012 genotype matrix using vcf tools
1
0
Entering edit mode
5.0 years ago
Ana ▴ 200

Hello everyone,

I have a vcf-file contains nearly 11millions SNPs. I want to convert my vcf file into 012 genotype matrix for LD pruning. I am using this code:

/data/programs/vcftools_0.1.13/bin/vcftools --vcf my.file.vcf
--012  --out output_geno.vcf


So, I get the output, but I am confused. According to manual the output 012 genotype matrix rows are individuals and columns are genotypes. I have 11million SNPs, should not get 11million columns (one columns per SNP)? when I count number of columns it is only nearly one million! Is there anything wrong or am I doing a ridiculous mistake? Thanks for any help to figure out my mistake ...

vcf tools genotype matrix columns • 6.2k views
0
Entering edit mode

Did you check the *.indiv and *.pos files that are also output with the --012 parameter? The *.indiv file should obviously cotain the expected number of samples that were in the input VCF.
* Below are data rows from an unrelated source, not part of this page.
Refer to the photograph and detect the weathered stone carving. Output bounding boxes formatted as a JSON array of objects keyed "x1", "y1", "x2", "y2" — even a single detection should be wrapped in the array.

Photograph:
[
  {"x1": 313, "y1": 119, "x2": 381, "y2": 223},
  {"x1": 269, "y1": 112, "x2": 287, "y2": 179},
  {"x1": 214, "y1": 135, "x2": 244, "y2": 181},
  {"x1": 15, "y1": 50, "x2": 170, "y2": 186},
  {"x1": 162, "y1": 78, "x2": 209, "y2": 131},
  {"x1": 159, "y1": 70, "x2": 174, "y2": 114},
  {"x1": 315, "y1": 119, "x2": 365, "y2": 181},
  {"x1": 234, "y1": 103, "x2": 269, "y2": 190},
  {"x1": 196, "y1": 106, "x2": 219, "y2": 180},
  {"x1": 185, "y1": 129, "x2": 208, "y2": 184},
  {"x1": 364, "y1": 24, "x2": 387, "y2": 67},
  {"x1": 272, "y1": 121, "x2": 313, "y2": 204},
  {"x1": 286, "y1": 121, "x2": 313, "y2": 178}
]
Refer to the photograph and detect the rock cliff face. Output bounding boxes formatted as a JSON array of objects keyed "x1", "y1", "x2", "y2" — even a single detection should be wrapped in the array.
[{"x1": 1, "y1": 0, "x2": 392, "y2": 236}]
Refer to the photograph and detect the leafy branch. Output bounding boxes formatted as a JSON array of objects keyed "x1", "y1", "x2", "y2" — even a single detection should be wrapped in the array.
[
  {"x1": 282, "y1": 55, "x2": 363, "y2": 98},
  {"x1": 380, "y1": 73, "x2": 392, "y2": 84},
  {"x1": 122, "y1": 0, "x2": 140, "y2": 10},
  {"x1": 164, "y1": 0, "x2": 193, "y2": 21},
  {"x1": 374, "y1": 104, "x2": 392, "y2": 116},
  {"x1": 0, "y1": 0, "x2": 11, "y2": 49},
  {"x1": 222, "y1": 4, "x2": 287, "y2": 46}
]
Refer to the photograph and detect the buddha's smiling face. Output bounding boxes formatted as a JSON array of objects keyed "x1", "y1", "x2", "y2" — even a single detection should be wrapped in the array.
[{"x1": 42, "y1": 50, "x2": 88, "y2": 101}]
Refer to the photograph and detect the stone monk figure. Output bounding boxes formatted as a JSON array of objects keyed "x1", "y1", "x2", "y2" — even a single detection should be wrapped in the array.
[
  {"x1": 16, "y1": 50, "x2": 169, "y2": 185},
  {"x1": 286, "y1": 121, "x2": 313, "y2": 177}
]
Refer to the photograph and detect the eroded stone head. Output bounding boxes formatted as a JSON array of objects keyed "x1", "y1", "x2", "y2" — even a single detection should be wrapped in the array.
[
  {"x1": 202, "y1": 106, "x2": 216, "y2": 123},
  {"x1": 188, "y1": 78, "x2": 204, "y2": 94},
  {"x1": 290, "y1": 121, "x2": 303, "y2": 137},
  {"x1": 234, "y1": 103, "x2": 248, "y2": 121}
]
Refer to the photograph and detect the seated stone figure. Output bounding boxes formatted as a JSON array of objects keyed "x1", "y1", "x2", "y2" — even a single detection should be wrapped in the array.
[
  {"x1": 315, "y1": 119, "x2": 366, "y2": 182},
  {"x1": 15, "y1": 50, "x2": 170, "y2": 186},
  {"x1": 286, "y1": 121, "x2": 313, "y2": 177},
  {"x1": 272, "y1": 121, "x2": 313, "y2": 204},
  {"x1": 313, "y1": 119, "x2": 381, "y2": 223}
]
Also, check the log file that's produced, particularly the line:

"After filtering, kept X out of a possible Y Sites"

Kevin

0
Entering edit mode

How did you count the columns?

If you do something like this:

head -n 1 file.012  |  awk '{print NF}'


Do you have the right number of columns?

0
Entering edit mode
20 months ago
Jautis ▴ 510

The 012 output is n-by-features, rather than features-by-n. That means that each row is an individual and each column is a snp.